Meta is already stumbling on its promise of a better metaverse

Meta is already stumbling on its promise of a better metaverse ...

Meta's intention to monetize its Facebook Horizon Worlds metaverse platform will include a set of high-cost virtual goods that make up 44.7 percent of the cost of carrying out the transaction, according to CNBC this week. Following a conversation with creators about helping them earn money on its virtual platform, the company has discussed this week.

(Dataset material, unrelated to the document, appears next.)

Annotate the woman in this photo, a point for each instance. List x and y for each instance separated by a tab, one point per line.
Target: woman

The problem is that in recent months Meta has made a point of criticizing Apple for its developer fee. "Were increasing our subscriptions service so now creators can earn more," Mark Zuckerberg said.

Apple hasn't raised its flag in the virtual waters of the metaverse. The more direct comparison is to, which allows its users to earn money by creating and selling virtual objects. Roblox, like Apple, only pays a 30% discount from its users.

Meta's arguments against its most famous competitors have just been undermined.

Reactions to Meta's fee, which is a combination of a "hardware platform" fee of 30% and a Horizon fee of 17.5%, were swift. Potential users, who have also stated that after taxes the creator's net profit will be a fraction of the sale price, do not like it.

Meta's current bull market, fueled by Zuckerberg's metaverse vision, might be too high, too soon, could explain the high fees associated with the yet nascent Horizon Worlds platform. However, with only virtual realms created, and only monthly users, Horizon Worlds may find it difficult to attract designers, even with the announcement of a $10 million fund.

While stories of Roblox creators earning over a year from their virtual works continue to circulate, along with creator windfalls from various NFT platforms like SuperRare, which only takes a, Meta may be forced to modify its fee structure if it intends to compete in an increasingly busy metaverse marketplace.